Os últimos dados do IBGE, de 2019, apontam que apenas 68,3% dos domicílios do Brasil tem esgotamento sanitário, seja rede geral ou fossa séptica ligada à rede. O desafio para garantir esse direito é ainda maior quando olhamos especificamente para o cenário do espaço rural. Mas, diversas experiências promissoras vêm sendo trabalhadas por dezenas de instituições no Semiárido brasileiro para garantir proteção ambiental e promover saúde e cidadania.
Para debater essa temática, promover as tecnologias sociais existentes e mobilizar a sociedade civil organizada, a Articulação Semiárido Brasileiro – Asa tem realizado encontros e intercâmbio nos estados do Semiárido. As atividades contam com o apoio do Irpaa e da Cáritas Alemã. Entre os dias 23 e 25 de novembro foi a vez do estado da Bahia, o evento aconteceu no município de Juazeiro e reuniu mais de 50 representantes de cerca de 30 instituições.

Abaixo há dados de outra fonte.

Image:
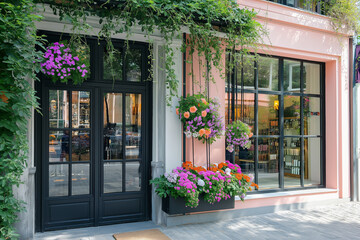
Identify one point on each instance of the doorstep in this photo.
(96, 233)
(222, 215)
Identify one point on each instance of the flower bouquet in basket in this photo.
(238, 134)
(201, 118)
(219, 182)
(63, 61)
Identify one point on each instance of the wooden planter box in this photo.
(172, 206)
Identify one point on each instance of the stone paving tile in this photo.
(341, 221)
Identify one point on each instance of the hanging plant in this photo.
(63, 62)
(201, 118)
(238, 134)
(218, 182)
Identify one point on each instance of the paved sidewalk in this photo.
(341, 221)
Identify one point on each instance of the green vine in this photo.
(203, 19)
(17, 98)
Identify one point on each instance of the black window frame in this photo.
(232, 87)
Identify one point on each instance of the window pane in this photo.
(268, 69)
(59, 146)
(80, 179)
(292, 76)
(268, 163)
(58, 109)
(133, 65)
(112, 177)
(113, 114)
(245, 158)
(113, 66)
(291, 115)
(80, 146)
(292, 153)
(80, 109)
(133, 176)
(58, 180)
(312, 161)
(248, 66)
(133, 126)
(312, 116)
(312, 78)
(268, 114)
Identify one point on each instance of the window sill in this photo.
(288, 193)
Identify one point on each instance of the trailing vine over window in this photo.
(203, 19)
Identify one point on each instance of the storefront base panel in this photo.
(241, 210)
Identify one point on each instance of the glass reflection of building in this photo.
(282, 108)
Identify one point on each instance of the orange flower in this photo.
(203, 113)
(207, 132)
(193, 109)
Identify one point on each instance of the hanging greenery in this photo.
(17, 98)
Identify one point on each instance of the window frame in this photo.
(232, 87)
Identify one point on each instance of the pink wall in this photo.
(298, 34)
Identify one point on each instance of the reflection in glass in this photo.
(59, 146)
(245, 109)
(58, 109)
(291, 115)
(133, 126)
(312, 161)
(291, 76)
(133, 176)
(268, 116)
(268, 73)
(311, 116)
(80, 109)
(248, 64)
(311, 78)
(80, 146)
(268, 163)
(113, 66)
(133, 65)
(112, 177)
(80, 179)
(245, 158)
(58, 180)
(292, 153)
(113, 114)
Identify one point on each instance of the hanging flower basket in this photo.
(201, 118)
(191, 187)
(63, 62)
(238, 134)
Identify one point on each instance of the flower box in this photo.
(173, 206)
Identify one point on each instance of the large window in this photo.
(282, 100)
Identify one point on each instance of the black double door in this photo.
(94, 164)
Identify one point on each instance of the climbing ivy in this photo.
(17, 98)
(202, 19)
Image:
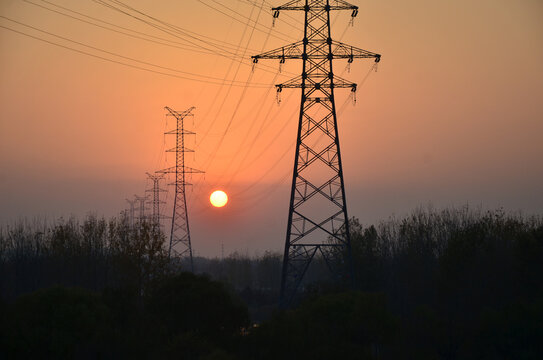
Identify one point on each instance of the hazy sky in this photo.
(453, 116)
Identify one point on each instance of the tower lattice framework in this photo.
(141, 207)
(180, 242)
(155, 201)
(131, 211)
(317, 219)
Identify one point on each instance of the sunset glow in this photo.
(218, 198)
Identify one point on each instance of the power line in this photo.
(231, 82)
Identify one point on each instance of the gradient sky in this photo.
(453, 116)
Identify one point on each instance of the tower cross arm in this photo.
(337, 5)
(296, 51)
(345, 51)
(338, 82)
(179, 114)
(172, 170)
(291, 51)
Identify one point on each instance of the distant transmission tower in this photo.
(131, 212)
(317, 219)
(156, 202)
(141, 208)
(180, 245)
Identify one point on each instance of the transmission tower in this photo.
(156, 202)
(141, 208)
(317, 219)
(180, 245)
(131, 211)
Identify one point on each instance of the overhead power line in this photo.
(203, 78)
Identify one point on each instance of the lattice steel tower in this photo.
(180, 245)
(156, 202)
(317, 219)
(131, 211)
(141, 207)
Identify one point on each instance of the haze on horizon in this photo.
(453, 116)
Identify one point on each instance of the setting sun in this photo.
(218, 198)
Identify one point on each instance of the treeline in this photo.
(451, 284)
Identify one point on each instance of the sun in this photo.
(218, 198)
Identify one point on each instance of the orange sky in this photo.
(453, 116)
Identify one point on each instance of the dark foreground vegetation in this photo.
(453, 284)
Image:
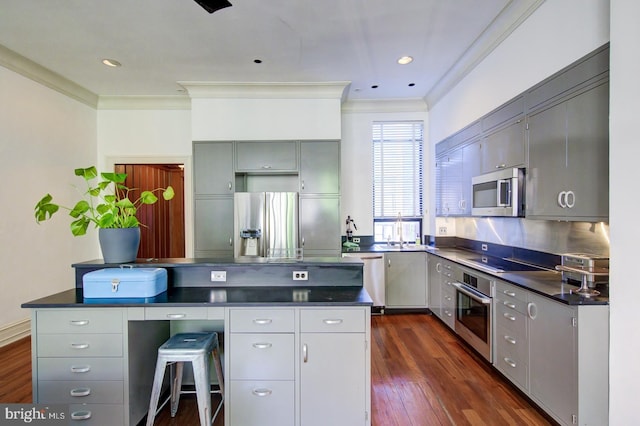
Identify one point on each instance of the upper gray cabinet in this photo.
(568, 174)
(267, 157)
(213, 168)
(319, 167)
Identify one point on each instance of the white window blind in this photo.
(397, 169)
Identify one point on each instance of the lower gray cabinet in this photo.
(405, 280)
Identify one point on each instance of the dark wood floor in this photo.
(421, 375)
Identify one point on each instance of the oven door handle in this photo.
(475, 295)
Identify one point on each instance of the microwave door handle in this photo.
(500, 202)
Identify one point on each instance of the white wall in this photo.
(624, 369)
(556, 34)
(44, 136)
(357, 157)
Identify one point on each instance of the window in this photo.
(397, 180)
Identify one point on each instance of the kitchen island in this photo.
(98, 355)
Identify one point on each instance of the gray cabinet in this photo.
(504, 147)
(266, 156)
(555, 353)
(319, 167)
(213, 223)
(334, 367)
(568, 170)
(405, 280)
(320, 225)
(213, 168)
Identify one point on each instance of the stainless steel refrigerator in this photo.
(266, 224)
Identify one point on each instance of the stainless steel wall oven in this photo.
(473, 311)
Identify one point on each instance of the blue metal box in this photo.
(124, 282)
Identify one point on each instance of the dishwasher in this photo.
(373, 277)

A programação do Seminário incluiu uma visita à comunidade Açude da Rancharia, no distrito de Pinhões. Lá, existe uma experiência pioneira de saneamento rural em escala comunitária. A iniciativa começou a ser articulada a partir de 2018, através da atuação do Irpaa e hoje é um exemplo de sucesso, tanto pela mobilização e engajamento da comunidade, quanto pelas parcerias envolvidas. Depois da inauguração do Sistema de Tratamento de Esgoto Comunitário com Reuso de Água, que aconteceu em março deste ano, a moradora Josivanda Ribeiro viu tudo mudar. O lugar que antes sofria com esgoto escorrendo pelo chão e proliferação de insetos, segundo ela, “melhorou 100%. Era aquele sofrimento. Hoje, graças a Deus, acabou isso tudo”.

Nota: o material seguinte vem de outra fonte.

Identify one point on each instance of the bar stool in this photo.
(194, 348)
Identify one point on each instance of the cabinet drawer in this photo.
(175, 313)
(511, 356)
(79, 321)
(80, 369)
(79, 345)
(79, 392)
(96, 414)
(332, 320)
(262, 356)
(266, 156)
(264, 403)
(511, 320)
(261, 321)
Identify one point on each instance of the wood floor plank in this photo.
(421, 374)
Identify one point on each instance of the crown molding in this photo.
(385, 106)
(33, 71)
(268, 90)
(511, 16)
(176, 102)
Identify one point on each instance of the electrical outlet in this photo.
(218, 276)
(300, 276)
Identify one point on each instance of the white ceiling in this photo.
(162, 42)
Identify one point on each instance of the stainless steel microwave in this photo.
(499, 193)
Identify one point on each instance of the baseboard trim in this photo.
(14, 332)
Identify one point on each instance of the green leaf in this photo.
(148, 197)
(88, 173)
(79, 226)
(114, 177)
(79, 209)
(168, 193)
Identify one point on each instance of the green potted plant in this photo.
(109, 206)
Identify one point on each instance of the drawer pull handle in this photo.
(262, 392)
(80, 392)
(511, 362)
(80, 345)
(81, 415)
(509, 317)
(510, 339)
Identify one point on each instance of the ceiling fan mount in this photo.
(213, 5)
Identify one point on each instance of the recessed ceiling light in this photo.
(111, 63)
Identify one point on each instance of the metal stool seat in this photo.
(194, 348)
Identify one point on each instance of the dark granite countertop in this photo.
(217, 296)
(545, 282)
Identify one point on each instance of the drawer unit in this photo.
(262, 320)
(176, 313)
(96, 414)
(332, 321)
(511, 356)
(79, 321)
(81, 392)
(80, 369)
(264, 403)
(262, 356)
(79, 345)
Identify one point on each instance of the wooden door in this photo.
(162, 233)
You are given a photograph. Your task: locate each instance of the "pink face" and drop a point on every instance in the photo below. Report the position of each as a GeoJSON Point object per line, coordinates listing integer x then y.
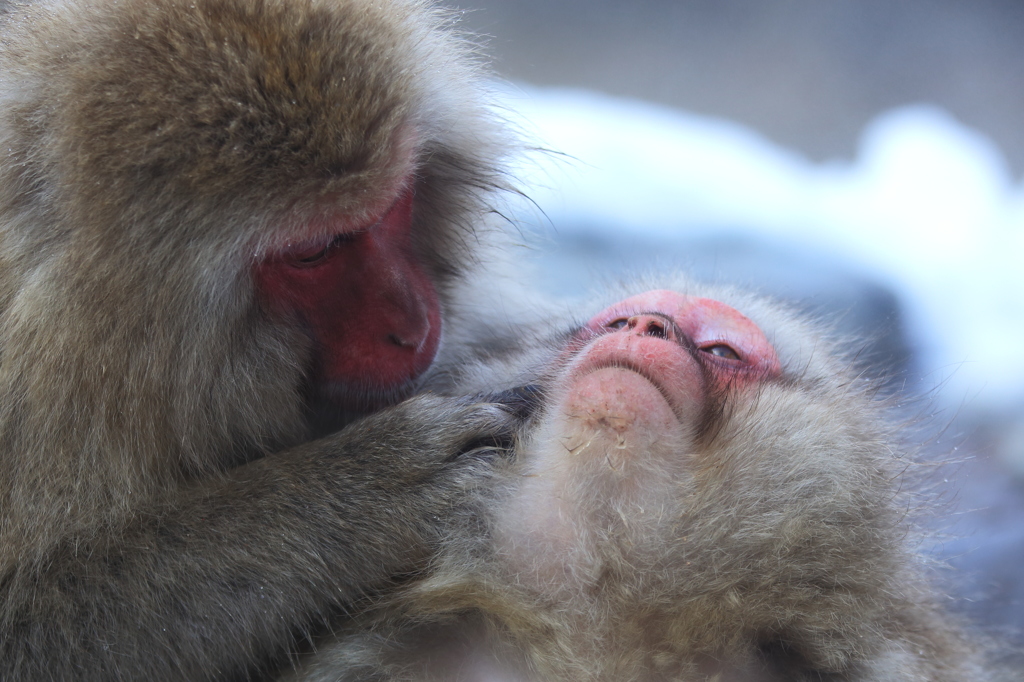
{"type": "Point", "coordinates": [369, 304]}
{"type": "Point", "coordinates": [658, 358]}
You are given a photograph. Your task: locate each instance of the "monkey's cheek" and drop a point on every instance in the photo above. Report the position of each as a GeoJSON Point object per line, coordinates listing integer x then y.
{"type": "Point", "coordinates": [615, 413]}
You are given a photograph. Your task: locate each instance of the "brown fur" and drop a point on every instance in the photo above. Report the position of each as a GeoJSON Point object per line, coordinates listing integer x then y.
{"type": "Point", "coordinates": [776, 548]}
{"type": "Point", "coordinates": [154, 525]}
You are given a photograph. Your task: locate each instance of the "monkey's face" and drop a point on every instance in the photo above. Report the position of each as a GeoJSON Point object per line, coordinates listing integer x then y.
{"type": "Point", "coordinates": [365, 297]}
{"type": "Point", "coordinates": [640, 393]}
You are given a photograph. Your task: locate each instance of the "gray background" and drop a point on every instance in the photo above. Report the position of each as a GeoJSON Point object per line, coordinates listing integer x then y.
{"type": "Point", "coordinates": [810, 75]}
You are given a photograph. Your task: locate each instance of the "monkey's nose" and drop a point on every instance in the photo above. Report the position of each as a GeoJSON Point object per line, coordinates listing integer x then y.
{"type": "Point", "coordinates": [646, 324]}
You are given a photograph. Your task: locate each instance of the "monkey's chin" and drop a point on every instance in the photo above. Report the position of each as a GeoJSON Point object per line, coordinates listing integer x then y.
{"type": "Point", "coordinates": [616, 408]}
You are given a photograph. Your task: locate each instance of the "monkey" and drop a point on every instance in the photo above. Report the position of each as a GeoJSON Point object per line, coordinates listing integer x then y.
{"type": "Point", "coordinates": [706, 489]}
{"type": "Point", "coordinates": [235, 237]}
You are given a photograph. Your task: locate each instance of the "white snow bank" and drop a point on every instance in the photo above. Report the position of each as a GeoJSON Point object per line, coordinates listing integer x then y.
{"type": "Point", "coordinates": [928, 208]}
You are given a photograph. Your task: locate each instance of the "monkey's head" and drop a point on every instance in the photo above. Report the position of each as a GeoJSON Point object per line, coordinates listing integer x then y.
{"type": "Point", "coordinates": [721, 478]}
{"type": "Point", "coordinates": [275, 195]}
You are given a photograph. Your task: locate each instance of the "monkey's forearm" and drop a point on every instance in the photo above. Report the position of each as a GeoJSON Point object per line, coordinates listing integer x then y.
{"type": "Point", "coordinates": [213, 583]}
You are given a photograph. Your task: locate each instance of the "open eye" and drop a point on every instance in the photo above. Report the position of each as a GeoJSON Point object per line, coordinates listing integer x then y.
{"type": "Point", "coordinates": [721, 350]}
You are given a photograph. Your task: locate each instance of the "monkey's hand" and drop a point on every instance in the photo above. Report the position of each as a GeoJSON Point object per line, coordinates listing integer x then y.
{"type": "Point", "coordinates": [244, 560]}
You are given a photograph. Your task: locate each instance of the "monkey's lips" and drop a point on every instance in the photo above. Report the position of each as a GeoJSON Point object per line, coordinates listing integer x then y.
{"type": "Point", "coordinates": [626, 382]}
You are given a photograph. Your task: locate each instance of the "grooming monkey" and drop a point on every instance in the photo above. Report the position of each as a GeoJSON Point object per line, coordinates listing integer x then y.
{"type": "Point", "coordinates": [226, 227]}
{"type": "Point", "coordinates": [706, 492]}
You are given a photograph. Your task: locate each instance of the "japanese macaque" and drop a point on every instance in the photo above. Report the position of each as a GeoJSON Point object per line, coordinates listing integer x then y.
{"type": "Point", "coordinates": [705, 492]}
{"type": "Point", "coordinates": [226, 227]}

A visita à comunidade Açude da Rancharia chamou a atenção do coordenador de projetos da Cooperativa de Assistência à Agricultura Familiar Sustentável do Piemonte – Cofaspi, Robson Aglayton, que afirma ter percebido os elementos de mudança de vida, conforme foi destacado pela Josivanda. “Ver que a nossa ação não muda só aquilo que a gente pensava que ia mudar. Quando a gente ouve a família, a gente vê que foi muito mais. É isso que levo pra gente lá em Jacobina”.
O técnico em agropecuária Gilmar Ferreira, do Serviço de Assessoria a Organizações Populares Rurais – Sasop, compartilhou, durante a atividade de socialização de experiências das instituições, o exemplo de uma agricultora do município de Pilão Arcado que já está fazendo o saneamento total, em escala familiar. Gilmar destaca que tem sido promissor “o resultado tanto na produção de forragem para os animais, com o reaproveitamento dessa água depois de tratada e também o resultado ambiental que teve a propriedade, de não proliferação de moscas e mosquitos”.
O Movimento Popular de Cidadania – MPC, de Juazeiro, também participou, compartilhando a experiência do coletivo com a atuação de controle social, fazendo a incidência e o monitoramento do saneamento básico no município. Para Tânia Silva, integrante do MPC, essa participação ativa da sociedade “[…] é que vai efetivar as políticas públicas de saneamento básico. É importante que as entidades que já realizam essas práticas de saneamento rural, elas possam também se apropriar das políticas públicas de saneamento básico, para que os poderes públicos municipais possam também ser cobrados”, ressalta.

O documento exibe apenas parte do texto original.